JOHANNESBURG, South Africa (BP)–The stadiums now stand silent. The vuvuzelas are packed away. Tourists are boarding planes, heading home to jobs and families. Media outlets are unplugging computers and loading up gear, ready to move on to the next big event.
Spain may still be celebrating their historic World Cup victory, but 31 other nations already are more focused on 2014 and how to do better next time.
It seems practically the entire planet has been soccer-obsessed for the last month. A question lingers in some believers’ minds: Does God really care about the World Cup?
During the tournament, countless ministries shared the Gospel throughout South Africa, and we know God cares about the many souls who entered His Kingdom, as well as those still searching.
But does He care who wins the World Cup?
I say yes. But not because He wants to bless a particular nation, or because one team’s fans pray harder than others, or because a specific athlete gives credit to God when he scores.
God cares who wins the World Cup because He cares about His glory. In an event of such global magnitude, God’s glory has opportunities to shine in many big and small ways.
On a large scale, some African Christians claimed an African team would not win the World Cup because ancestral spirits, instead of Christ, would gain credit and praise. Many African players consulted witch doctors and spirits in an effort to gain victories.
Of course, one can’t really take that argument to the opposite extreme, claiming the team who prays to God should win. I don’t think I’ve ever seen such fervent prayer as that coming from athletes during the Ghana vs. Uruguay quarterfinal. Men on both sides imploringly raised their hands to heaven or bowed faces to earth, pleading for teammates to score enough penalty kicks to move forward in the competition.
Whose prayer is God supposed to answer? It can’t simply be the team with the most Christians. If so, the United States, Brazil, South Korea and Ghana all should have won the trophy.
A team full of Christians who think God will bless them with victory simply because they’re Christians has too much of a prosperity gospel slant for my taste. God often seems to allow defeat, even for men of faith, so He can test and sharpen their characters.
For God, winning isn’t really the point. In his classic devotional “My Utmost for His Highest,” Oswald Chambers said it well:
“We must never put our dreams of success as God’s purpose for us; His purpose may be exactly the opposite. We have an idea that God is leading us to a particular end, a desired goal; He is not. The question of getting to a particular end is a mere incident. What we call the process, God calls the end. … It is the process, not the end, which is glorifying to God.”
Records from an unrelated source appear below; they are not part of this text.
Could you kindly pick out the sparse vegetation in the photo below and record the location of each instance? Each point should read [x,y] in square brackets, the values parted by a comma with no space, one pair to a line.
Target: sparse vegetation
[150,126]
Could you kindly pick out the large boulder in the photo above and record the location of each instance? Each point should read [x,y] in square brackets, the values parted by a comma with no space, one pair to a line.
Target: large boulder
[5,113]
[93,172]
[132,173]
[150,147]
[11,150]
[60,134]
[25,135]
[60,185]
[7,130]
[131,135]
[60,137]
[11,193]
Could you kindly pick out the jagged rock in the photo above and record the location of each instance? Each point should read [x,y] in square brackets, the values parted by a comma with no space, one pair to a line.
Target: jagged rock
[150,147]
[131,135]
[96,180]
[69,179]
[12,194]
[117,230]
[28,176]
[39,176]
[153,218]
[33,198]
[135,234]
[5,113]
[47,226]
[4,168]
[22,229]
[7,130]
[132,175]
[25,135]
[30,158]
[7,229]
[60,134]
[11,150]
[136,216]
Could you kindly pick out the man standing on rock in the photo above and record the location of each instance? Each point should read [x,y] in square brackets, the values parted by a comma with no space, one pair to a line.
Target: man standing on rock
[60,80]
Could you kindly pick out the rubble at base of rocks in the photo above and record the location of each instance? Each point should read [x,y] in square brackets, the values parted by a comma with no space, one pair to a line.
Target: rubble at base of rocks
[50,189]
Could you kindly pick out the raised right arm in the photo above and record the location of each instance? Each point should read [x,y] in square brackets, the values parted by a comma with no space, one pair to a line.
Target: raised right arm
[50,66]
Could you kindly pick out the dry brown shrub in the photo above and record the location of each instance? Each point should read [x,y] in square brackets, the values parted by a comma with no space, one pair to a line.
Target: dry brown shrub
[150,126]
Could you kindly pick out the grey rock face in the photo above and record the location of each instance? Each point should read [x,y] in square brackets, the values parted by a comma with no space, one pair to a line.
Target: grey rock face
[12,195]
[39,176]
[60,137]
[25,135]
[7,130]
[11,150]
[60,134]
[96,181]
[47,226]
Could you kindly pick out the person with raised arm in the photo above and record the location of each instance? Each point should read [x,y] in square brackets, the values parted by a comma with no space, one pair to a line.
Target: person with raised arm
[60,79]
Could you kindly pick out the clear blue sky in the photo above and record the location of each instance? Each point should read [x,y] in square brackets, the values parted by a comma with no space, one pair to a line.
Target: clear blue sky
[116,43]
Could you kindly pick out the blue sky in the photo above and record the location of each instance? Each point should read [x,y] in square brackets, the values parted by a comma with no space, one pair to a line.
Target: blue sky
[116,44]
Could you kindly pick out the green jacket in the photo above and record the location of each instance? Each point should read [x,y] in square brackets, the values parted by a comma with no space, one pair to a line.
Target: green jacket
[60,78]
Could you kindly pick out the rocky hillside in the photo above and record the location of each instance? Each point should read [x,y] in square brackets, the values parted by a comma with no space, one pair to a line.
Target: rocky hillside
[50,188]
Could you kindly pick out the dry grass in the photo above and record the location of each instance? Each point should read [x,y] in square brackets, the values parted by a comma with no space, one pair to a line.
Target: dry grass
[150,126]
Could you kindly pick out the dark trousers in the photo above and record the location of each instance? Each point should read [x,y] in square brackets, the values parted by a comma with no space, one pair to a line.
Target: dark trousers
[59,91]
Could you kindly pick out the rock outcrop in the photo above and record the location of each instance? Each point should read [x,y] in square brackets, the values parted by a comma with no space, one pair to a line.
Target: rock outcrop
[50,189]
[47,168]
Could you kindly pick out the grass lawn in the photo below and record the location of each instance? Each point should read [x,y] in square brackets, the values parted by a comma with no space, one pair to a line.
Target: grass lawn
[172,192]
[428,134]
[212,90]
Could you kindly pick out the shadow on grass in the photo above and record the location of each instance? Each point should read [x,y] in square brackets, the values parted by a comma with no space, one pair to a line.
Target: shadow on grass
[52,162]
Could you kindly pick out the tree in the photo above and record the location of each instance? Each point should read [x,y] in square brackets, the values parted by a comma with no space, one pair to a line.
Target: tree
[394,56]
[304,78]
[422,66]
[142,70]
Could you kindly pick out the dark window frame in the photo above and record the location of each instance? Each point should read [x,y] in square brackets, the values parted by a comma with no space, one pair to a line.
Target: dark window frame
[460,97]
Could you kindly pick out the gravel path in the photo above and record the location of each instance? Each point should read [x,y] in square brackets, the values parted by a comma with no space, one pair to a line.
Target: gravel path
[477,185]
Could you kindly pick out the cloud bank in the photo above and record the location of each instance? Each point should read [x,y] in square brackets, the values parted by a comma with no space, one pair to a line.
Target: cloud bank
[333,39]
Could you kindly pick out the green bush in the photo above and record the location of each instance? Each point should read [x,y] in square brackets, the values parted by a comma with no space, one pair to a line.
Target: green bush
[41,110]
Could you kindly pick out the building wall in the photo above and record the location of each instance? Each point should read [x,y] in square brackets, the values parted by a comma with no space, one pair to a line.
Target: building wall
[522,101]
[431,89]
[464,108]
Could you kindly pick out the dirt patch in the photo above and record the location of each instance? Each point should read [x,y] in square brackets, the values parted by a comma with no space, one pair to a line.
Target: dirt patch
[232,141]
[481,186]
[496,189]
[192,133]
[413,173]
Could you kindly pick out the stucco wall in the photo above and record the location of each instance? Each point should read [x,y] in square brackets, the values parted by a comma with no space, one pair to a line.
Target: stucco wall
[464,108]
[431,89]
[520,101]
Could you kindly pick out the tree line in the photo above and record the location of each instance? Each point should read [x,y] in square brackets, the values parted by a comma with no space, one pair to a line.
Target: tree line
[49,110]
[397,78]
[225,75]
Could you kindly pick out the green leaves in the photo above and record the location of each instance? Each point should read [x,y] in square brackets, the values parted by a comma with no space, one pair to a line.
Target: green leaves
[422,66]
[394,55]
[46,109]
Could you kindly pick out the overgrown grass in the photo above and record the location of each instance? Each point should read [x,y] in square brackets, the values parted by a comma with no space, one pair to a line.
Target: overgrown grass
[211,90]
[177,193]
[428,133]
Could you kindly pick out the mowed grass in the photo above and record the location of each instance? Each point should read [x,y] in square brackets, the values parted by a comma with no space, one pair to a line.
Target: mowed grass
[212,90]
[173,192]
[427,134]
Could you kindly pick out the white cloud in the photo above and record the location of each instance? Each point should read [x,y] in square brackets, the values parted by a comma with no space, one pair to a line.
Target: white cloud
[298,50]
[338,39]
When it comes to sports, maybe God is a little like me — not so much into the event itself as He is into the people participating in the event.
For example, I don’t particularly care about the English Premier League, but I do like Tim Howard, Clint Dempsey and other Americans who play professional soccer in England. So if an EPL match comes on TV, I’ll probably watch it, just because I want to watch those guys play.
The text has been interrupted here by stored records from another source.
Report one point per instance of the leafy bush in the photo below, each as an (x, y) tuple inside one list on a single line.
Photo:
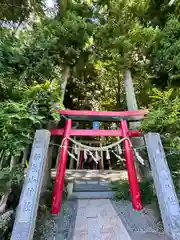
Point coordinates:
[(164, 117)]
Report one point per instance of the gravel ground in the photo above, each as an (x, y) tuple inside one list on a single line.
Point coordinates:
[(137, 221), (58, 227)]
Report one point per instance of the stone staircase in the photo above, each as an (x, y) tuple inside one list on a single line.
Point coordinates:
[(90, 190), (90, 208)]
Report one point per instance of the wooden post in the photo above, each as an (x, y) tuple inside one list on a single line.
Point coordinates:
[(132, 176), (59, 183), (166, 194), (28, 205)]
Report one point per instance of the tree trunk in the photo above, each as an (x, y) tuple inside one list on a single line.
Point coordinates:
[(131, 102), (64, 82), (25, 155)]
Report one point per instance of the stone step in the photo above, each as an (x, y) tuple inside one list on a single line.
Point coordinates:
[(149, 236), (91, 195), (91, 186)]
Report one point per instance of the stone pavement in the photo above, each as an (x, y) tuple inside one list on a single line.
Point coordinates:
[(97, 220)]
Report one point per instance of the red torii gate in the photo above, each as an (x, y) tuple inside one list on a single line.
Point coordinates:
[(67, 131)]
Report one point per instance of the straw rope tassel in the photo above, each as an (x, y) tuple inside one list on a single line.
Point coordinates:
[(107, 154), (119, 149), (139, 158)]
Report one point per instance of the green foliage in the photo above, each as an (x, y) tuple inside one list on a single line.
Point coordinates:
[(164, 117), (166, 54)]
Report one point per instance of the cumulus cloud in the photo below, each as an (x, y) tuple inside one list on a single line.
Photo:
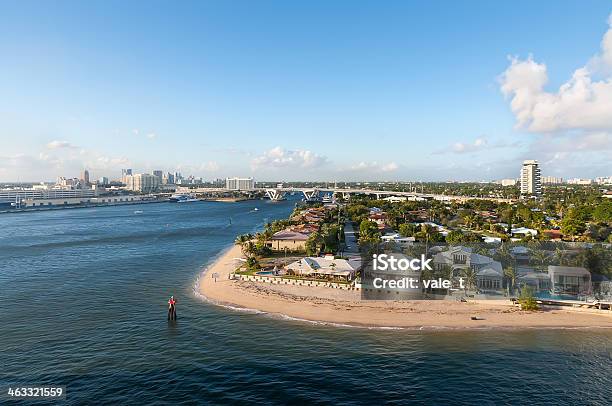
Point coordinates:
[(375, 167), (583, 103), (280, 158), (210, 166), (56, 144), (479, 144)]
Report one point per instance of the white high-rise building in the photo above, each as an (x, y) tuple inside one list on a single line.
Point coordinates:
[(531, 181), (239, 183), (551, 180), (507, 182), (142, 182)]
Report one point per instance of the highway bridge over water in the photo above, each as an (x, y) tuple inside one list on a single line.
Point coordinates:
[(310, 193)]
During the World Cup, God may have been more concerned with how Brazilian superstar Kaká, a well-known Christian, handled what many deem an unfair red card, and later his team’s defeat in a quarterfinal, than in making sure he won the golden trophy.
For God, victory often comes in how we handle defeat, even if it’s just a quiet whisper of victory only He knows about, rather than a confetti-infused triumph on the world stage.
It comes down to the individual. Maybe God allowed Spain to win because 20 years from now, after the glory of winning his country’s first World Cup title has faded, a Spanish athlete will realize any worldly victory is hollow without Christ.
Maybe today, a Christian from the Netherlands realizes something similar — a loss isn’t devastating, because his real identity is in Christ.
So does God care who wins the World Cup? Definitely. Because He cares about people.
Based in South Africa, Melanie Clinton is a writer and editor for the International Mission Board’s global communication team.